I just ran an example from the SJ paper about boottest ("Fast and Wild") and was surprised at its poor performance. I'm fortunate enough to be working in Stata/MP, and I discovered that the more processors I enabled it to use, the slower it got. I'm using a Dell XPS 17 9700, which has a pretty good cooling system. Its CPU is an Intel i7-10875H, which has 8 cores and hyperthreading. I'm running Stata/MP 12-core 16.1. It's got 64GB of RAM and Windows 10 Pro.

Here is the log from a distilled demonstration. It sets the number of cores to 1, 2, ..., 12. On each iteration it calls a program that creates a 2500 x 1 matrix X and then computes X + X :* X 10,000 times. Simplifying that calculation to X + X or X :* X makes the problem go away.

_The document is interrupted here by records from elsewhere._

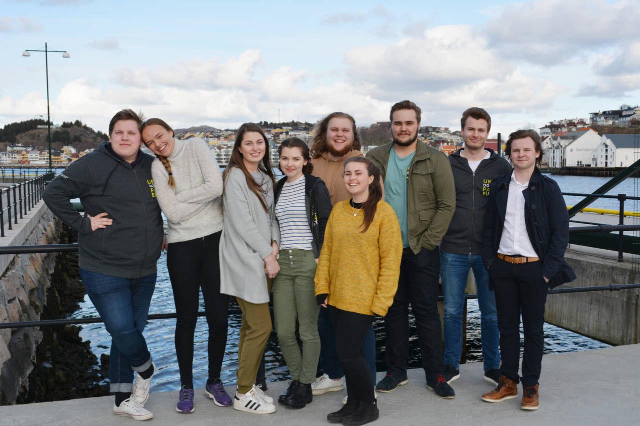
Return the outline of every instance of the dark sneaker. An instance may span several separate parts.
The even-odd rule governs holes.
[[[460,370],[452,365],[444,366],[444,378],[447,383],[451,383],[456,379],[460,378]]]
[[[296,388],[300,386],[300,382],[297,380],[292,380],[289,383],[289,387],[287,388],[287,390],[284,391],[284,393],[278,397],[278,402],[282,404],[285,402],[287,398],[291,397],[296,391]]]
[[[289,398],[282,404],[289,408],[303,408],[305,406],[314,400],[314,395],[311,392],[311,384],[304,384],[298,382],[298,386]]]
[[[378,401],[374,400],[373,404],[367,404],[360,401],[358,409],[342,418],[342,424],[346,426],[358,426],[365,425],[370,422],[377,420],[380,416],[378,410]]]
[[[409,379],[406,376],[398,377],[393,374],[387,374],[376,385],[376,390],[378,392],[390,392],[402,384],[406,384]]]
[[[330,423],[342,423],[342,419],[350,414],[355,413],[360,406],[360,401],[354,398],[347,399],[347,403],[342,406],[337,411],[330,413],[326,415],[326,420]]]
[[[484,372],[484,380],[497,386],[500,382],[500,370],[492,368],[489,371]]]
[[[231,405],[231,397],[225,390],[224,384],[220,378],[207,384],[204,388],[204,396],[213,400],[213,403],[218,407],[228,407]]]
[[[538,386],[522,386],[522,403],[520,408],[524,410],[537,410],[540,394],[538,392]]]
[[[482,400],[487,402],[500,402],[506,399],[518,397],[518,384],[506,376],[500,376],[497,387],[482,396]]]
[[[195,411],[193,407],[193,390],[182,388],[178,394],[178,405],[175,406],[175,411],[178,413],[193,413]]]
[[[453,391],[453,388],[449,386],[449,384],[447,383],[447,379],[442,374],[438,374],[435,381],[431,383],[427,382],[427,388],[431,389],[440,398],[451,399],[456,397],[456,393]]]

I'm wondering if anyone else with access to Stata/MP gets similar results, or has insights. Possibly it doesn't happen on all computers. I understand that implementing invisible parallelization in a compiler is a tricky business. But Stata/MP doesn't come cheap!

Code:
cap mata mata drop demo()

mata
mata set matastrict on
mata set matalnum off
mata set mataoptimize on

void demo() {
    real matrix X; real scalar i
    X = runiform(2500,1)
    for (i=10000; i; i--)
        (void) X + X :* X
}
end

timer clear
forvalues p=1/12 {
  qui set processors `p'
  set seed 1202938431
  timer on `p'
  mata demo()
  timer off `p'
}
timer list
Output:
Code:
. timer list
   1:      0.14 /        1 =       0.1390
   2:      0.16 /        1 =       0.1640
   3:      1.63 /        1 =       1.6330
   4:      2.02 /        1 =       2.0150
   5:      2.47 /        1 =       2.4680
   6:      2.92 /        1 =       2.9210
   7:      3.38 /        1 =       3.3780
   8:      3.84 /        1 =       3.8370
   9:      4.26 /        1 =       4.2640
  10:      4.70 /        1 =       4.7040
  11:      5.21 /        1 =       5.2100
  12:      5.63 /        1 =       5.6260
That's right: using 1 core takes 0.14 seconds. Using 8 cores takes 3.84 seconds. Using 12 (with hyperthreading) takes 5.63 seconds.

Here's output I get from Stata 15.0--it's actually better! But still bad:
Code:
   1:      0.13 /        1 =       0.1280
   2:      0.14 /        1 =       0.1440
   3:      1.09 /        1 =       1.0900
   4:      1.35 /        1 =       1.3460
   5:      1.55 /        1 =       1.5540
   6:      1.78 /        1 =       1.7810
   7:      2.10 /        1 =       2.1010
   8:      2.35 /        1 =       2.3540
   9:      2.59 /        1 =       2.5920
  10:      2.89 /        1 =       2.8890
  11:      3.16 /        1 =       3.1570
  12:      3.41 /        1 =       3.4120
I monitored CPU usage during these tests and saw no evidence of throttling.

I'm worried that my Mata-based programs are getting seriously slowed down.

If you've got MP and can run this test, I'd be interested in the results.